Naturally, the most attention is paid to the high-profile conservative hosts on the opinion shows after 5 p.m. But it’s a mistake to represent that as all of Fox News.
Here’s the proof. On big nights – conventions, debates, elections – Fox’s coverage is anchored by Bret Baier and Martha MacCallum of the news division, in my view the best in the business. On CNN, the coverage is anchored by Jake Tapper and Dana Bash or Anderson Cooper.

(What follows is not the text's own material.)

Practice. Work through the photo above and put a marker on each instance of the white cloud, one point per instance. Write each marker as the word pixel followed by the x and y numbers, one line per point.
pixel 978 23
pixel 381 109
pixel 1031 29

But at MSNBC, it’s an all-liberal pundit lineup: Rachel Maddow, Nicolle Wallace, Joy Reid, Chris Hayes, Lawrence O’Donnell, maybe Alex Wagner. Ever since Brian Williams, well after the controversy that cost him the NBC anchor job, left MSNBC, there hasn’t been even the fig leaf of a nationally known broadcaster who attempts to play it down the middle.
Every network makes its choices and is conscious of its audience. The result may be, as Hall says, dishing out propaganda for the campaign.
Maggie Haberman, the ace New York Times reporter who is also a CNN analyst, has a sunnier view:
‘I think that the media does a very good job covering Trump,’ she said on NPR. ‘There are always going to be specific stories that could have been better, should have been better, that are written on deadline, and people are not being as precise as they should be.’
But Haberman argues that there is an industry ‘dedicated toward attacking the media, especially as it relates to covering Donald Trump and all coverage of Trump. And I think that Trump is a really difficult figure to cover because he challenges news media process every day, has for years. The systems are just fundamentally – they were not built to deal with somebody who says things that are not true as often as he does or speaks as incoherently as he often does.’
She adds that the press is not a monolith and ‘most of the information that the public has about Trump is because of reporting by the media.’
Sure, the right wing goes after the media, widely viewed as liberal – CNN’s nighttime panels are often 6 to 1 against Trump – for criticizing their man or swooning over Kamala. Trump himself is at the forefront of the attacks on the ‘enemy of the people,’ often ripping individual journalists.
But there’s also a left wing that attacks conservative outlets, and not just Fox, for supposedly being fiercely protective of Trump and harshly critical of Harris.
Being caught in the crossfire is rather unpleasant, as Maggie knows better than anyone. But taking the heat is part of the job we all signed up for.